La clientèle décrite est mixte — affaires et loisirs —, ce qui est une promesse prudente mais aussi un positionnement par défaut. À Paris, où la concurrence sur le segment boutique est impitoyable, cette indétermination du profil est un risque autant qu'une souplesse.

La machine « murs et fonds »: synergies à l'horizon, questions en suspens

La stratégie affichée repose sur des leviers concrets: mutualisation de fonctions et de prestataires entre les deux hôtels, déploiement d'une politique de revenue management, renforcement de l'expérience client, accompagnement réglementaire et environnemental. Guillaume Hilaire, directeur général délégué au développement du Groupe Magellim, parle d'un « pilotage à 360° » — formule qui sonne comme un communiqué, mais qui pointe vers une réalité tangible: ArMen Asset Management gère l'actif hôtelier, Magellim REIM structure le club deal. Deux expertises, deux mains sur le même volant.

Le club deal reste ouvert aux investisseurs professionnels à partir de 100 000 €, avec un TRI net cible de 10 % — non garanti. L'éligibilité au dispositif 150-0 B ter et au PEA est mise en avant. Rien de surprenant: c'est le vocabulaire standard de la promotion en club deal. Ce qui intéresse notre lectorat, ce n'est pas le rendement espéré sur un fonds parisien — c'est ce que cette opération révèle de l'état du marché indépendant.

Ce que ça dit — même depuis la cité phocéenne

Quand un groupe lève près de 40 millions pour racheter deux boutiques-hôtels parisiens récemment rénovés et déjà en exploitation, ça signifie que le marché des actifs hôteliers indépendants — même bien positionnés — reste liquide. Ça signifie aussi que la frontière entre propriétaire foncier et exploitant continue de s'estomper: la promesse « murs et fonds » n'est pas qu'un packaging financier, c'est un mode de pilotage qui transforme le rapport au client.
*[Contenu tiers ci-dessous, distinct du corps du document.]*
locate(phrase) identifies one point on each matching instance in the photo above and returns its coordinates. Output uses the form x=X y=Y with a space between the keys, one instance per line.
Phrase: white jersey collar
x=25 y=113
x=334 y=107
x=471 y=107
La question, pour les indépendants marseillais qui survivent sans club deal derrière, est simple: à quelle vitesse ces logiques de mutualisation et de yield management à la chaîne vont-elles tirer les standards vers le haut — ou vers un formatage plus insidieux?

Pas de réponse tranchée aujourd'hui. Mais quand des actifs « sans travaux nécessaires » changent de mains pour 40 millions, ce n'est pas un signe de stabilité: c'est celui d'un marché qui juge la pierre moins intéressante que l'exploitation qu'on peut en tirer.